Il ciclismo è uno sport crudele e magnifico, capace di tenere insieme l’epopea e la cronaca, la
poesia e la contusione, la gloria e l’ambulanza. La sesta tappa del Giro d’Italia 2025 ne è stata la
fotografia più autentica: 227 chilometri da Potenza a Napoli, immersi in un’Italia battuta dalla
pioggia, attraversata da cadute, eppure ancora fedele a quella liturgia antica delle due ruote, che
da oltre un secolo si celebra ogni maggio. La giornata si era aperta con una bellezza che inganna,
col sole negli occhi (durato poco) la carovana del Giro, lasciandosi alle spalle Potenza, sognando
Partenope.
Ma questa frazione si è trasformata presto in qualcosa di più grande di una corsa: una storia di uo
mini, di scelte, di rispetto reciproco.
La sesta tappa, da Potenza a Napoli, presentava un disegno sinuoso, suggestivo e insidioso, con
227 chilometri da percorrere lungo l’anima irregolare dell’Italia del Sud. Un tracciato per uomini
generosi. E infatti, due uomini generosi ci sono: Paleni e Van der Hoorn, in fuga per la gloria
invisibile, quella che si conquista a suon di chilometri davanti a tutti, senza garanzia di successo.
Una lunga avventura, portata avanti con coraggio e cuore, per onorare la corsa.
La tensione sale quando, a metà gara, una caduta di gruppo spezza la corsa. È un attimo di caos, di
frenesia e paura, ma nonostante la neutralizzazione momentanea, la gara continua a correre verso
la vittoria di tappa. I corridori si rialzano, qualcuno abbandona la corsa, come chi non può più
seguire il ritmo impietoso di questa giornata infuocata. Jay Hindley, ex vincitore del Giro, è finito in
ospedale
Nel frattempo, Paleni e Van der Hoorn continuano la loro battaglia in testa alla corsa, mostrando
cuore e gambe di ferro. Ma il gruppo è sempre lì, come un’ombra che si allunga, pronta a
riassorbire la fuga, come infatti avviene, e a giocarsi tutto nello sprint finale.
Alla fine, è nella volata di Napoli che si decide la storia. La città accoglie i corridori con un calore
tutto suo, e sul traguardo un atleta emerge con una forza e una determinazione che lasciano senza
fiato: è lui il vincitore, l’uomo che ha saputo domare la fatica, il caos e la folla per scrivere il
proprio nome nella leggenda del Giro. Lì, davanti alla linea che taglia via l’agonia e consegna
all’eternità un nome in più, è sbucato lui: Kaden Groves, australiano d’acciaio, sprinter puro, volto
scavato e gambe furiose. Ha vinto con autorità, battendo tutti, in un rettilineo denso di rispetto e
silenzio. Niente esultanze sguaiate, solo il pugno che si chiude sul manubrio e lo sguardo che cerca
il cielo. Come se la vittoria non fosse solo sua, ma anche di chi è rimasto indietro.

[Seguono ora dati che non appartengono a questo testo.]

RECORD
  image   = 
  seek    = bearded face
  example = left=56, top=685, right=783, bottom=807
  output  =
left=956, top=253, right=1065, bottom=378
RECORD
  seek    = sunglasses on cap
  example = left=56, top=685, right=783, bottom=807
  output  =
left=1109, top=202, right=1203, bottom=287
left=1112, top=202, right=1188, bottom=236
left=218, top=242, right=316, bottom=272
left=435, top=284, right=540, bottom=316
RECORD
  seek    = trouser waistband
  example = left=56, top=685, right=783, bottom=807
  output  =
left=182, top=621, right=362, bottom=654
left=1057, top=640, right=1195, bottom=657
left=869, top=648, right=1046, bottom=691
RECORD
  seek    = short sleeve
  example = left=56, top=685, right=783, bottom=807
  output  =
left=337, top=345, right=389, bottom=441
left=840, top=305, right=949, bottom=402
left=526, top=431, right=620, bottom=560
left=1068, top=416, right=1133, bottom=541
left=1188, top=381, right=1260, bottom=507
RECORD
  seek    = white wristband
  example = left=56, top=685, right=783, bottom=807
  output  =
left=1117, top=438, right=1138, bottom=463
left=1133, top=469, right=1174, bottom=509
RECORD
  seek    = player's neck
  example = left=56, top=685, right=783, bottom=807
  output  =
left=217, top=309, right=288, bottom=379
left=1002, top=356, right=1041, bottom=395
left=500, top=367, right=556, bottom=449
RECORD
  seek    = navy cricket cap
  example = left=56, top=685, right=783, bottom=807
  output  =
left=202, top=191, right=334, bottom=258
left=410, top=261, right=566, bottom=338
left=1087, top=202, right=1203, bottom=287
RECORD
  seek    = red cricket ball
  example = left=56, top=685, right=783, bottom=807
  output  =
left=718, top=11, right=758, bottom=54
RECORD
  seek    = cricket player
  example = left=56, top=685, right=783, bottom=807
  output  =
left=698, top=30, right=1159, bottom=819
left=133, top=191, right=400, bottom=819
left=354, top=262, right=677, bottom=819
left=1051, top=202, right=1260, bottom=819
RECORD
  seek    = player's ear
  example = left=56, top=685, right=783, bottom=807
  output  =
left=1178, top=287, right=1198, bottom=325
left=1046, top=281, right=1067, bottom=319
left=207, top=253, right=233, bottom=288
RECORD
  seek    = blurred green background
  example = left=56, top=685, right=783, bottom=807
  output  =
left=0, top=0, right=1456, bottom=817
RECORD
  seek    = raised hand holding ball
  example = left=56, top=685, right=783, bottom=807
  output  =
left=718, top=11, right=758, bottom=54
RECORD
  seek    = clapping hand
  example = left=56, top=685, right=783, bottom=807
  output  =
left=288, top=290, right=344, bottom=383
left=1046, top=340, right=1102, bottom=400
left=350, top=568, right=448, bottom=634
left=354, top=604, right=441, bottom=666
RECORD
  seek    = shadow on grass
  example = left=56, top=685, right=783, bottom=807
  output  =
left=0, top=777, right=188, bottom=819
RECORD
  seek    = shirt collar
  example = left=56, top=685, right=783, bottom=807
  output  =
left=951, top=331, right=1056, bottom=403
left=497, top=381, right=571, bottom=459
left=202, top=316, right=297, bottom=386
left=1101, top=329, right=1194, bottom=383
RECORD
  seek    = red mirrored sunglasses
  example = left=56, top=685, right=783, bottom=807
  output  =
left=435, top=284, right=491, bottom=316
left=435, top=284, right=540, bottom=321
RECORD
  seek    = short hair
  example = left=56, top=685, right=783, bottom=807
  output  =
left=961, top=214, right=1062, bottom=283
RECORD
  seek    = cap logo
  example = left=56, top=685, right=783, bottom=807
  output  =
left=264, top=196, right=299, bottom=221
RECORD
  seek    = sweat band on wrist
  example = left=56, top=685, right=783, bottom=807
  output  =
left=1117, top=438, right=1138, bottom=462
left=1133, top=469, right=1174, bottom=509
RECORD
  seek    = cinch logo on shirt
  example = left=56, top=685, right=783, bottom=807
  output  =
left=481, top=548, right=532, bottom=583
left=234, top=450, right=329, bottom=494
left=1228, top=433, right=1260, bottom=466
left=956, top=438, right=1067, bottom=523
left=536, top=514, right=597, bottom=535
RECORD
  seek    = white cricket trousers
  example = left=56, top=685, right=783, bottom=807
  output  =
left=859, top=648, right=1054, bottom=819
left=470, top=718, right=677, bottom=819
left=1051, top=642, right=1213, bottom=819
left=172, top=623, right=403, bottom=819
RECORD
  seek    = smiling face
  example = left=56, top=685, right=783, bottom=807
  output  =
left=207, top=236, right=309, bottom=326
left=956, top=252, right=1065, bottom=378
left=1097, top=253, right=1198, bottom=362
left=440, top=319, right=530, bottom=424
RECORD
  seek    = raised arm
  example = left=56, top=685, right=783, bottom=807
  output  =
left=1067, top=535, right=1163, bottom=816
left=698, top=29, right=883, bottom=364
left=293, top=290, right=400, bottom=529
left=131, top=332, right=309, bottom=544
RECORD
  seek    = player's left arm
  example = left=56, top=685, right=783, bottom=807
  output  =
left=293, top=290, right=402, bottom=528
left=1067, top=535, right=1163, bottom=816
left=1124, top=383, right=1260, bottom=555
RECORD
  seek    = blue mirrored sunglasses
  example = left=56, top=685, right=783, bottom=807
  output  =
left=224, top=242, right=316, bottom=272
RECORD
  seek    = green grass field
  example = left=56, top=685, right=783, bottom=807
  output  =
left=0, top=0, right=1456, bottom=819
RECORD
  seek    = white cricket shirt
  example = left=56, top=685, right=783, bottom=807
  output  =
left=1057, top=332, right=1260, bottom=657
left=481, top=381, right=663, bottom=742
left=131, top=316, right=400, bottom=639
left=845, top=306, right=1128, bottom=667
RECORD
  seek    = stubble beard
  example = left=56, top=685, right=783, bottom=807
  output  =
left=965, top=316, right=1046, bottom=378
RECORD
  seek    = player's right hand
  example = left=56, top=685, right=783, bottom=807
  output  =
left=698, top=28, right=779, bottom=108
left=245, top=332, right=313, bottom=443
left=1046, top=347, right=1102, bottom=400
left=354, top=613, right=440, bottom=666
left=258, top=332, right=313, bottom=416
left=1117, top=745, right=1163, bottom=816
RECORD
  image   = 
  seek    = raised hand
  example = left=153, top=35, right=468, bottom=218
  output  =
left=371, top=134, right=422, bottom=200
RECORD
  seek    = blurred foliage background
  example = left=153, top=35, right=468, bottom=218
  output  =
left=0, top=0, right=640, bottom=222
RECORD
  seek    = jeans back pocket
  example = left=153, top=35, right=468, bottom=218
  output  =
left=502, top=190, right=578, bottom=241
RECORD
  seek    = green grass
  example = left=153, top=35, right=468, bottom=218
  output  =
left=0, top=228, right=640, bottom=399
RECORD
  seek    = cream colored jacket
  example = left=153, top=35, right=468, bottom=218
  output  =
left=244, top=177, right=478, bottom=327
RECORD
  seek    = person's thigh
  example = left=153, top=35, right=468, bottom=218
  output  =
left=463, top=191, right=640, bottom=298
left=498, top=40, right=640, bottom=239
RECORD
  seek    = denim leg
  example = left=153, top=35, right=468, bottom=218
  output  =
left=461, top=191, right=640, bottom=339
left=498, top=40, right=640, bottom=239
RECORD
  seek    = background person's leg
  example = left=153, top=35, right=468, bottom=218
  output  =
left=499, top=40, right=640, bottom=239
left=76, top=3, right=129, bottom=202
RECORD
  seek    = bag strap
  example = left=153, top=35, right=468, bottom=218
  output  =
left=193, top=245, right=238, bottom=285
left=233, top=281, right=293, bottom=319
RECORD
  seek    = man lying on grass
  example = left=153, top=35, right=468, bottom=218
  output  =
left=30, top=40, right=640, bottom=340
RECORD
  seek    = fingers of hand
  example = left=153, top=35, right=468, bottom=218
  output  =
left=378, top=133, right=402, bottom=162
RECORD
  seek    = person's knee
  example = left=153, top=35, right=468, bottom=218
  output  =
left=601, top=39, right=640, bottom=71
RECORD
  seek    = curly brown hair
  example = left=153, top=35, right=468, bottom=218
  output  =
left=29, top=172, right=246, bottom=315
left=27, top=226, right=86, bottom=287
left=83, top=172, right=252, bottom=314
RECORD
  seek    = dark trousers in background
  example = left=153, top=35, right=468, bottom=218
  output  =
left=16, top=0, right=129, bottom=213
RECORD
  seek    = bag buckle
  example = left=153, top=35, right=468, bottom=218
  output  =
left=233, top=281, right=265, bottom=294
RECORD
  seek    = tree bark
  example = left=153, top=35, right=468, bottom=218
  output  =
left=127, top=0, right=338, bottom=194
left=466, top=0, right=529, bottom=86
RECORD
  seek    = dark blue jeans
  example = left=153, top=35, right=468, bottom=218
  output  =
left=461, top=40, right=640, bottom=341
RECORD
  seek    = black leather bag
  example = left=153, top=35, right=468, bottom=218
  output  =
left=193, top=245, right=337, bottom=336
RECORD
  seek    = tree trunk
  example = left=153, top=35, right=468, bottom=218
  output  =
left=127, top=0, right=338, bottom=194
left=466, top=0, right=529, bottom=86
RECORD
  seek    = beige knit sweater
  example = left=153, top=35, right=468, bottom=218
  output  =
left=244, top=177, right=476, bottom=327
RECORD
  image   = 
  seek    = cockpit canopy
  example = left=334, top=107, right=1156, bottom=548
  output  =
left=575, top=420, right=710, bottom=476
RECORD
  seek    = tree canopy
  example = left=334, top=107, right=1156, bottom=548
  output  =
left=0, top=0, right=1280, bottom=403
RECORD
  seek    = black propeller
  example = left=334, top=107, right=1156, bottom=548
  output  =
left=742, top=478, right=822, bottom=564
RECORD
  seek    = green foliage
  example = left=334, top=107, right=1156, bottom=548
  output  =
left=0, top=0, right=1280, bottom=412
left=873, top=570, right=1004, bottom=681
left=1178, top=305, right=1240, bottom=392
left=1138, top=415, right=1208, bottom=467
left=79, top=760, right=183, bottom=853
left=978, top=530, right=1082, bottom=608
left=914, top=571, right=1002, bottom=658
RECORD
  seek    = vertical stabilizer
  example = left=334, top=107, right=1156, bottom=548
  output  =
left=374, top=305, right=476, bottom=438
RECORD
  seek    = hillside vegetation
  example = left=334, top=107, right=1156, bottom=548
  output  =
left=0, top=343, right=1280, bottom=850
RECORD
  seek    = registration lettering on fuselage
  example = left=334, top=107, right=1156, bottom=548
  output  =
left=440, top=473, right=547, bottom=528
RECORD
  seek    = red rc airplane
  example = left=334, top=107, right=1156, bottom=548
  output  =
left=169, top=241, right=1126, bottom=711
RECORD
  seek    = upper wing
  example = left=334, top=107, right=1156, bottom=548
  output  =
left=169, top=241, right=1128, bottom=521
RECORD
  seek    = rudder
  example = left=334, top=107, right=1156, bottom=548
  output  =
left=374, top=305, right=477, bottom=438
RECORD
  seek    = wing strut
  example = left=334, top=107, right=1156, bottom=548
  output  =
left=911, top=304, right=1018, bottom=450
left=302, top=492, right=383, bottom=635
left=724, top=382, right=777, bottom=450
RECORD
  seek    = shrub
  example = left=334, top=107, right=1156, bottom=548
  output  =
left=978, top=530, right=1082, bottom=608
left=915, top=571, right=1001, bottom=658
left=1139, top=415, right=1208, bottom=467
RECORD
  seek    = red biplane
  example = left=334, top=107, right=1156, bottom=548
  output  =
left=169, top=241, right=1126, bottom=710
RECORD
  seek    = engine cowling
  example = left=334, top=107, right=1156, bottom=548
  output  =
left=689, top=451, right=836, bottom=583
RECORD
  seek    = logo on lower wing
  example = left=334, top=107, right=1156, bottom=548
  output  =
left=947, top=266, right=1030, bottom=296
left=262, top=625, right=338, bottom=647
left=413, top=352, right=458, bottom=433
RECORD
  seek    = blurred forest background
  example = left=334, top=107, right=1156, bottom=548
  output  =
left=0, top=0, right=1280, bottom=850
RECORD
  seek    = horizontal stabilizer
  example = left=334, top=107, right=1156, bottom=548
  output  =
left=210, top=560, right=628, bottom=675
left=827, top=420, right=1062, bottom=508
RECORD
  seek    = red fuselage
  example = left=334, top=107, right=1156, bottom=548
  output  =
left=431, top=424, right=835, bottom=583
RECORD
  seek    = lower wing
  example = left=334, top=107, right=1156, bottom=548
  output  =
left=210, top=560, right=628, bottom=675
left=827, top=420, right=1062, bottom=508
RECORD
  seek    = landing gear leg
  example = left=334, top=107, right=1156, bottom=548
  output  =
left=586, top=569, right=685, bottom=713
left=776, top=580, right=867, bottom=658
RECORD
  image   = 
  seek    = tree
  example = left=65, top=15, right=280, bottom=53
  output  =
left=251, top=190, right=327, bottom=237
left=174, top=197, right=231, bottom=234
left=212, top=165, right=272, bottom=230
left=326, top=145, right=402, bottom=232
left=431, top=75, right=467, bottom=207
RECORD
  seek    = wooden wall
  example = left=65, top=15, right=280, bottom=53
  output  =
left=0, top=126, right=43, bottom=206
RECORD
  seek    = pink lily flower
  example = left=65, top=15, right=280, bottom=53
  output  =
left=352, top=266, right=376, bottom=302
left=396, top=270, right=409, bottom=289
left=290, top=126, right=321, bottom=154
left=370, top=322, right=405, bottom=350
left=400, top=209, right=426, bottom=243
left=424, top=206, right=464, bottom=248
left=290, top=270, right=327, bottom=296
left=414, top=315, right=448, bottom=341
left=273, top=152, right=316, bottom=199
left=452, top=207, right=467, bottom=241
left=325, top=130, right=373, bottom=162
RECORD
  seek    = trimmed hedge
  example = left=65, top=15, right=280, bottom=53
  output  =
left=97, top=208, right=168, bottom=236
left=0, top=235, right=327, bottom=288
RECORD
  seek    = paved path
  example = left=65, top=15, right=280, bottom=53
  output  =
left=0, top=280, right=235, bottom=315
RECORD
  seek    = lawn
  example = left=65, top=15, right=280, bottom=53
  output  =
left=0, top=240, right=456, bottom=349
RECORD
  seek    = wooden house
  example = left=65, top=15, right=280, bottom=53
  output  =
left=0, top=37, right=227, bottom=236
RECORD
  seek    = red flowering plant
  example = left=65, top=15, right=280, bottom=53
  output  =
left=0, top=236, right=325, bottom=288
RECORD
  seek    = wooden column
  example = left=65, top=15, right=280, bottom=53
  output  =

In classifica generale, tutto immutato. Mads Pedersen tiene la maglia rosa, e con essa il peso delle
responsabilità. Ma oggi, più che mai i leader della generale, sono stati garanti dell’onore di una
corsa che ha rischiato di sfaldarsi, e invece ha mostrato ancora una volta perché il Giro è il Giro.
Pioggia, cadute, silenzi e ripartenze. La tappa di oggi non resterà nei numeri, forse, ma nei ricordi
sì. Perché a volte, per fare la storia, basta avere il coraggio di non combattere.